Jefferies bought the Bache unit--one of the most storied names
on Wall Street--in mid-2011 as the firm sought to grow from a
securities-industry boutique focused on stock trading into a
full-service investment bank that helps clients raise money and
trade stocks, bonds and derivatives, where investors and big
industry players transfer the risks of future price movements.
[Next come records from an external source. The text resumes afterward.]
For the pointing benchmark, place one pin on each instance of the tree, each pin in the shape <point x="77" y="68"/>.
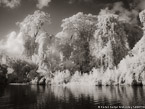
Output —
<point x="32" y="27"/>
<point x="111" y="41"/>
<point x="78" y="31"/>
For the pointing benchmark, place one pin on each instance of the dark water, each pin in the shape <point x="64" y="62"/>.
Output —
<point x="78" y="97"/>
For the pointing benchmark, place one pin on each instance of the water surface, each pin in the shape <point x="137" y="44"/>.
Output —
<point x="72" y="97"/>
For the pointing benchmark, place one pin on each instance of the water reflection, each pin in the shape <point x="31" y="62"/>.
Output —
<point x="70" y="97"/>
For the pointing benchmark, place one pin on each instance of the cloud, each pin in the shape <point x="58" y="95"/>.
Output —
<point x="79" y="1"/>
<point x="127" y="14"/>
<point x="42" y="3"/>
<point x="10" y="3"/>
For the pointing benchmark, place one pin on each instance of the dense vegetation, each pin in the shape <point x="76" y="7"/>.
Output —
<point x="90" y="49"/>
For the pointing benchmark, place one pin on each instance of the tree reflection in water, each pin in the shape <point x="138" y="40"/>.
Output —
<point x="70" y="97"/>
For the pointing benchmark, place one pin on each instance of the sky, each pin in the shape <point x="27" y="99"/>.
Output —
<point x="12" y="11"/>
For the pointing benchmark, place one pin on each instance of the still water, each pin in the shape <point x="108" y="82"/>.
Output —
<point x="72" y="97"/>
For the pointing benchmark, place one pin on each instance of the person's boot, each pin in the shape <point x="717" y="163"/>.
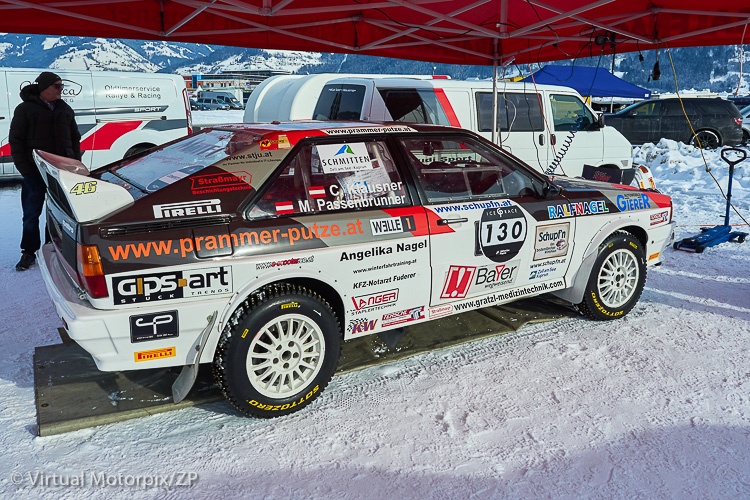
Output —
<point x="27" y="260"/>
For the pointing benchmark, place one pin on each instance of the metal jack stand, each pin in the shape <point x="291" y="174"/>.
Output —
<point x="718" y="234"/>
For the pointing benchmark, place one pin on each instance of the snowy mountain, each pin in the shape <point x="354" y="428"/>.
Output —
<point x="712" y="68"/>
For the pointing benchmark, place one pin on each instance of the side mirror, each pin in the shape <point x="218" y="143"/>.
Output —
<point x="549" y="190"/>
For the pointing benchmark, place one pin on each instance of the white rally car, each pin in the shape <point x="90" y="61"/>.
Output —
<point x="261" y="247"/>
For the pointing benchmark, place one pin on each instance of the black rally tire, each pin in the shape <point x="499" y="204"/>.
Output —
<point x="617" y="278"/>
<point x="266" y="371"/>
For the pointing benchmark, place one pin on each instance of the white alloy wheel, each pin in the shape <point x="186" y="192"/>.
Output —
<point x="618" y="278"/>
<point x="285" y="355"/>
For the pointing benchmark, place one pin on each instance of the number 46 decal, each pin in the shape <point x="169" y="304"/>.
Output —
<point x="84" y="188"/>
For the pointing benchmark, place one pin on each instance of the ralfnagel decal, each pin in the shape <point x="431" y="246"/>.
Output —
<point x="633" y="201"/>
<point x="577" y="209"/>
<point x="155" y="354"/>
<point x="155" y="326"/>
<point x="500" y="233"/>
<point x="187" y="209"/>
<point x="551" y="241"/>
<point x="172" y="285"/>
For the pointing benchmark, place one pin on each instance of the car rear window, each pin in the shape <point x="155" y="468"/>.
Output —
<point x="185" y="157"/>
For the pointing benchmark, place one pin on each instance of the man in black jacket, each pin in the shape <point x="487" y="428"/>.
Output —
<point x="42" y="121"/>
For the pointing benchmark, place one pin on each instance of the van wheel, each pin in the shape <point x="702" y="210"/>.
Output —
<point x="617" y="278"/>
<point x="278" y="352"/>
<point x="707" y="138"/>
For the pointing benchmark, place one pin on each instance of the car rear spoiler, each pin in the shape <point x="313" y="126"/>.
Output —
<point x="69" y="184"/>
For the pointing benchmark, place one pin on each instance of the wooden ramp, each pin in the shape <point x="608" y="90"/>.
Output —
<point x="71" y="393"/>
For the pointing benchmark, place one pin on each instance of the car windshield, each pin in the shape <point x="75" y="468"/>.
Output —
<point x="632" y="106"/>
<point x="185" y="157"/>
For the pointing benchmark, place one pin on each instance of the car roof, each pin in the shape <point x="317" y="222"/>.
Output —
<point x="316" y="128"/>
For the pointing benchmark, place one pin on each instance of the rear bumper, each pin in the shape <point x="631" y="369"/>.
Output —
<point x="105" y="334"/>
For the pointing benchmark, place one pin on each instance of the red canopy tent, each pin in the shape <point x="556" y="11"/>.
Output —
<point x="479" y="32"/>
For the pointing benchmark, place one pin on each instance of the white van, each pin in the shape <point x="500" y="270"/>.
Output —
<point x="118" y="114"/>
<point x="549" y="127"/>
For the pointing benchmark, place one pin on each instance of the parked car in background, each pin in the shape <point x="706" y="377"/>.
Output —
<point x="745" y="112"/>
<point x="224" y="97"/>
<point x="211" y="103"/>
<point x="716" y="122"/>
<point x="118" y="113"/>
<point x="549" y="127"/>
<point x="260" y="248"/>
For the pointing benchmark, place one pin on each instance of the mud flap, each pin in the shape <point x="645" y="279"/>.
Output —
<point x="189" y="373"/>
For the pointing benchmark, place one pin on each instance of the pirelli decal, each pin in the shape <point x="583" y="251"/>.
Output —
<point x="154" y="354"/>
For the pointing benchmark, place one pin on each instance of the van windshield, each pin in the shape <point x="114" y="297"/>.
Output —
<point x="184" y="157"/>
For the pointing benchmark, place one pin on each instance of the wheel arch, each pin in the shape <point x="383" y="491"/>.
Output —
<point x="314" y="284"/>
<point x="574" y="293"/>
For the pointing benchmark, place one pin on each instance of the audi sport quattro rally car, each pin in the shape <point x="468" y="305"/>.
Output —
<point x="260" y="248"/>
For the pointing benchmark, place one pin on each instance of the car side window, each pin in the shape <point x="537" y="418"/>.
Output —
<point x="461" y="168"/>
<point x="569" y="113"/>
<point x="517" y="112"/>
<point x="324" y="178"/>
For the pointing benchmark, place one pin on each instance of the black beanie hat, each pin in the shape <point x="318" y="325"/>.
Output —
<point x="46" y="79"/>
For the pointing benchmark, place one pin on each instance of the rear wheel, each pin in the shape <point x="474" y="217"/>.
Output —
<point x="705" y="139"/>
<point x="280" y="353"/>
<point x="617" y="278"/>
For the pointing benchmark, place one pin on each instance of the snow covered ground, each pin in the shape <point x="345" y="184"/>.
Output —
<point x="655" y="405"/>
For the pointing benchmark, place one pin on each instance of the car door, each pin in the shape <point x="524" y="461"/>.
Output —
<point x="348" y="207"/>
<point x="490" y="229"/>
<point x="520" y="125"/>
<point x="577" y="140"/>
<point x="643" y="123"/>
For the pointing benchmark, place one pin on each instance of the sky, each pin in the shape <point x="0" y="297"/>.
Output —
<point x="654" y="405"/>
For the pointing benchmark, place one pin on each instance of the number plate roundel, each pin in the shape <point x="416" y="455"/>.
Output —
<point x="501" y="233"/>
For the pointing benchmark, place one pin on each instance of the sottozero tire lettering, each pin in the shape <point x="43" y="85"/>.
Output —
<point x="617" y="278"/>
<point x="287" y="356"/>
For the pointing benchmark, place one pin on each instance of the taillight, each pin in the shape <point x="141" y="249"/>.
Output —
<point x="90" y="271"/>
<point x="186" y="101"/>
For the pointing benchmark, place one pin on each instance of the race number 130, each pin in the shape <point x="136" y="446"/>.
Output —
<point x="503" y="231"/>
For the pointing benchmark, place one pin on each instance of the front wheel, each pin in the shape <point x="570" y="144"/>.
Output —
<point x="617" y="278"/>
<point x="281" y="352"/>
<point x="705" y="139"/>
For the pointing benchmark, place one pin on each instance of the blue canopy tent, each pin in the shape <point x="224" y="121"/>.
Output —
<point x="605" y="84"/>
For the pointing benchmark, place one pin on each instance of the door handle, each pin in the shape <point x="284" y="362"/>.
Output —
<point x="445" y="222"/>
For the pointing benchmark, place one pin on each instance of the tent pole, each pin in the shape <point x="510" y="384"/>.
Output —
<point x="494" y="94"/>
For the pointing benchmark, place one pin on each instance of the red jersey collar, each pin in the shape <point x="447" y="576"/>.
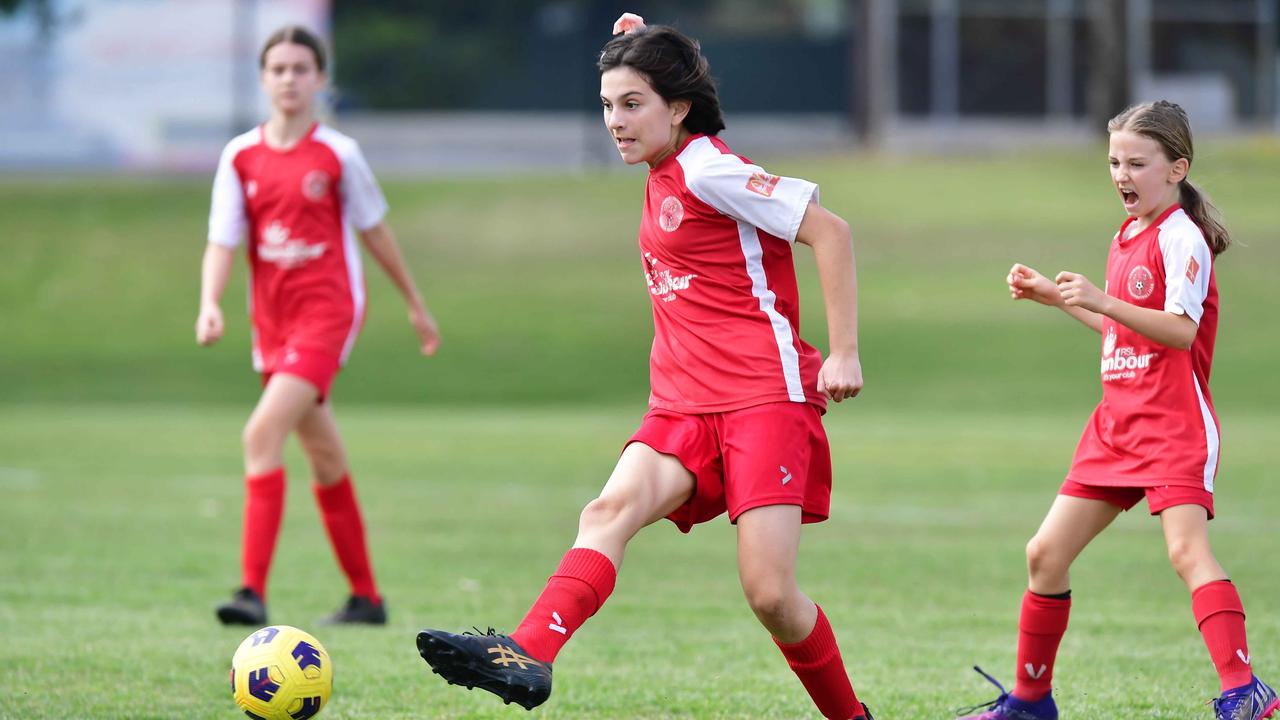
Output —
<point x="1148" y="228"/>
<point x="679" y="150"/>
<point x="306" y="136"/>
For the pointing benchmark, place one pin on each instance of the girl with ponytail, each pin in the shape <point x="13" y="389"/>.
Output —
<point x="1155" y="433"/>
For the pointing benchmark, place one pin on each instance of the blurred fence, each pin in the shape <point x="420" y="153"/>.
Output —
<point x="452" y="86"/>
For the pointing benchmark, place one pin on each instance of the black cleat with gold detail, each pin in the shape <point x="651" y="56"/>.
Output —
<point x="488" y="661"/>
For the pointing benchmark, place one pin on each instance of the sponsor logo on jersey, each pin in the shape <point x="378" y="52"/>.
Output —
<point x="1192" y="269"/>
<point x="1121" y="363"/>
<point x="671" y="213"/>
<point x="1141" y="283"/>
<point x="762" y="183"/>
<point x="315" y="185"/>
<point x="286" y="251"/>
<point x="662" y="282"/>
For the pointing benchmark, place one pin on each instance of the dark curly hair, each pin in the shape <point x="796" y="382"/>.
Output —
<point x="296" y="35"/>
<point x="675" y="68"/>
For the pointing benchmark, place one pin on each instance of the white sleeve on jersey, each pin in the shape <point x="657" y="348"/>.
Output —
<point x="1187" y="267"/>
<point x="362" y="201"/>
<point x="227" y="219"/>
<point x="748" y="194"/>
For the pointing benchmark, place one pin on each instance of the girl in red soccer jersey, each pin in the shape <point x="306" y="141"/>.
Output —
<point x="1155" y="433"/>
<point x="297" y="188"/>
<point x="736" y="396"/>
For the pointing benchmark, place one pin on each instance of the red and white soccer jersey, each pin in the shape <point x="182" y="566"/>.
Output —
<point x="716" y="241"/>
<point x="1156" y="423"/>
<point x="298" y="208"/>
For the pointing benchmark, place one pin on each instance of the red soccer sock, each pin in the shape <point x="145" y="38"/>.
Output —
<point x="576" y="591"/>
<point x="1220" y="618"/>
<point x="264" y="506"/>
<point x="817" y="661"/>
<point x="346" y="528"/>
<point x="1040" y="630"/>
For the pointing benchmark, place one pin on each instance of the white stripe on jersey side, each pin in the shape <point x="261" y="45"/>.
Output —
<point x="356" y="278"/>
<point x="338" y="144"/>
<point x="1211" y="438"/>
<point x="753" y="254"/>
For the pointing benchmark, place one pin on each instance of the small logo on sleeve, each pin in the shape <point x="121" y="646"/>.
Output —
<point x="315" y="185"/>
<point x="1141" y="282"/>
<point x="1192" y="269"/>
<point x="762" y="183"/>
<point x="671" y="213"/>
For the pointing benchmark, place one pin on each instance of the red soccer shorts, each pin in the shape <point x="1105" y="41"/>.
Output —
<point x="315" y="367"/>
<point x="772" y="454"/>
<point x="1159" y="499"/>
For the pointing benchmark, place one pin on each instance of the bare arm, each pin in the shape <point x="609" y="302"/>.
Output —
<point x="828" y="235"/>
<point x="1027" y="283"/>
<point x="215" y="268"/>
<point x="1166" y="328"/>
<point x="384" y="249"/>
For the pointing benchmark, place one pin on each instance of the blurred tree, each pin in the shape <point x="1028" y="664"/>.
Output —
<point x="1109" y="64"/>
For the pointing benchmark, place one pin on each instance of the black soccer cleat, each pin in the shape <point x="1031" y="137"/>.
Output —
<point x="245" y="609"/>
<point x="359" y="610"/>
<point x="488" y="661"/>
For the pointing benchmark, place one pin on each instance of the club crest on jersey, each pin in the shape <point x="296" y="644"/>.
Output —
<point x="671" y="213"/>
<point x="1141" y="283"/>
<point x="1192" y="269"/>
<point x="762" y="183"/>
<point x="315" y="185"/>
<point x="286" y="251"/>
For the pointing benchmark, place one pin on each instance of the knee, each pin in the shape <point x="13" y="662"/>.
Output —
<point x="603" y="513"/>
<point x="1042" y="559"/>
<point x="769" y="600"/>
<point x="260" y="438"/>
<point x="328" y="465"/>
<point x="1185" y="556"/>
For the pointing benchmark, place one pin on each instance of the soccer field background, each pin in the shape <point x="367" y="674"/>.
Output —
<point x="120" y="484"/>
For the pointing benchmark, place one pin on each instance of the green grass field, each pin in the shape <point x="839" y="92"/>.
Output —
<point x="119" y="459"/>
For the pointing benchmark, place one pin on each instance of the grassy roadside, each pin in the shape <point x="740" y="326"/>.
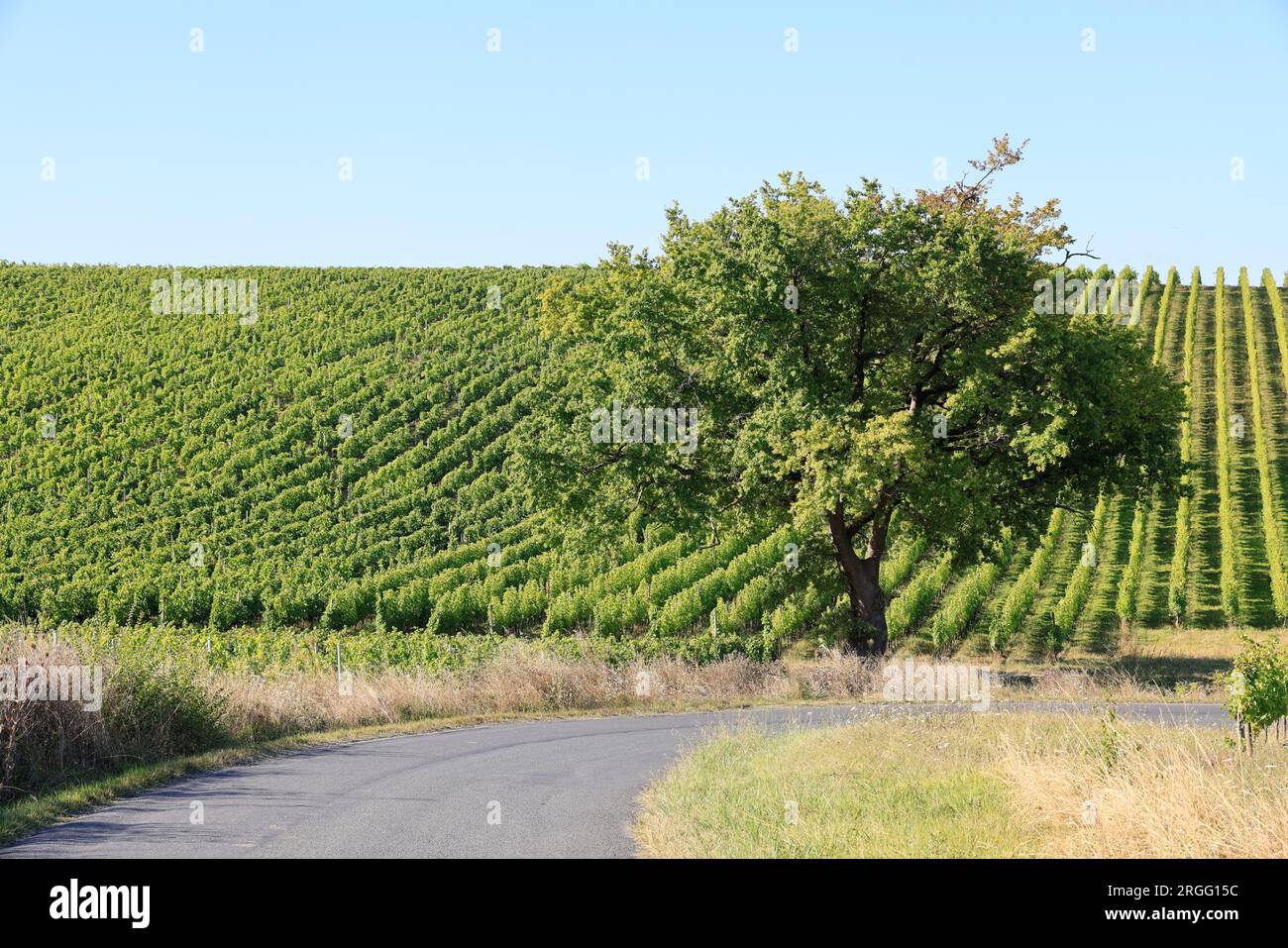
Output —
<point x="269" y="715"/>
<point x="962" y="786"/>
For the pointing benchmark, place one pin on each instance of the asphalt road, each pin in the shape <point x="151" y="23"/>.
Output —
<point x="540" y="789"/>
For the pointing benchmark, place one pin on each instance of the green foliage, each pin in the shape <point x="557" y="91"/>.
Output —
<point x="1224" y="469"/>
<point x="1258" y="685"/>
<point x="1179" y="572"/>
<point x="914" y="600"/>
<point x="965" y="599"/>
<point x="1074" y="597"/>
<point x="850" y="357"/>
<point x="1019" y="597"/>
<point x="1269" y="520"/>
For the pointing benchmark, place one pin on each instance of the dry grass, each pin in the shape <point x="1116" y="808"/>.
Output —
<point x="1183" y="793"/>
<point x="1010" y="785"/>
<point x="524" y="681"/>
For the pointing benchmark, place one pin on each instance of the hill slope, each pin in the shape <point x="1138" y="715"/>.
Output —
<point x="331" y="455"/>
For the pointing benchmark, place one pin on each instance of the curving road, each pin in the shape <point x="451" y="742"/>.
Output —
<point x="562" y="788"/>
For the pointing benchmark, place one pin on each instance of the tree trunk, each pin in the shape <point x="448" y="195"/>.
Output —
<point x="862" y="579"/>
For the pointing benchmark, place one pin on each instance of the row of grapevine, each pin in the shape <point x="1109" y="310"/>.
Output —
<point x="1270" y="522"/>
<point x="965" y="599"/>
<point x="914" y="599"/>
<point x="1022" y="591"/>
<point x="1179" y="574"/>
<point x="1076" y="592"/>
<point x="1225" y="468"/>
<point x="1128" y="584"/>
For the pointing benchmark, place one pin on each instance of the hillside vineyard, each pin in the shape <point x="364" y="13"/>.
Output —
<point x="268" y="460"/>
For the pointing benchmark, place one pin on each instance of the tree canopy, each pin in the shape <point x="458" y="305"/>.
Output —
<point x="846" y="360"/>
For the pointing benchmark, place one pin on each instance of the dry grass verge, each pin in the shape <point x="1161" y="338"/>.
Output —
<point x="967" y="786"/>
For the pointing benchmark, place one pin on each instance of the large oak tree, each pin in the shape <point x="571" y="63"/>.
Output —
<point x="848" y="360"/>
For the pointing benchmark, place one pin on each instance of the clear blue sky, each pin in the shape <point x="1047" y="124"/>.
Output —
<point x="528" y="155"/>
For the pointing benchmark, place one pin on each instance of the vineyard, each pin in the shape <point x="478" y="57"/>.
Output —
<point x="331" y="469"/>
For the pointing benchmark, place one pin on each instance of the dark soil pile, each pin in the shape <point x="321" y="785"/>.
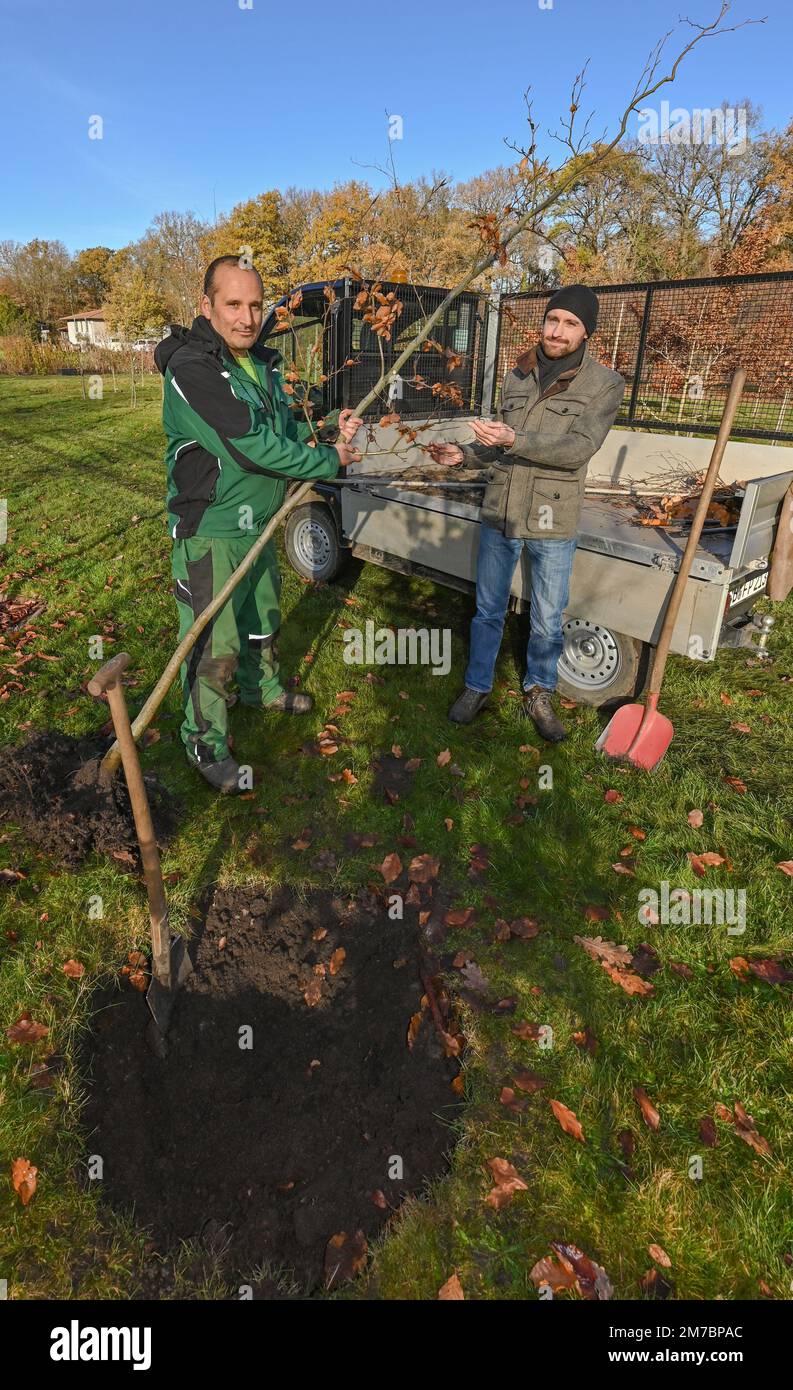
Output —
<point x="50" y="788"/>
<point x="264" y="1153"/>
Jefferies said Tuesday that the business has faced growth and
margin challenges, and the firm is in talks with third parties
about a potential combination with a similar business to improve
its competitive standing.
Jefferies also said it swung to a heavy loss in the quarter
ended Nov. 30 as revenue fell 43.5% from a year earlier. Overall,
Jefferies posted a loss of $92.4 million, compared with a
year-earlier profit of $109.9 million.
Fixed-income revenue fell 73% in the quarter, hurt by the weak
trading environment.
Investment-banking revenue slid 24%, as dampened capital markets
activity led to the postponement of deals.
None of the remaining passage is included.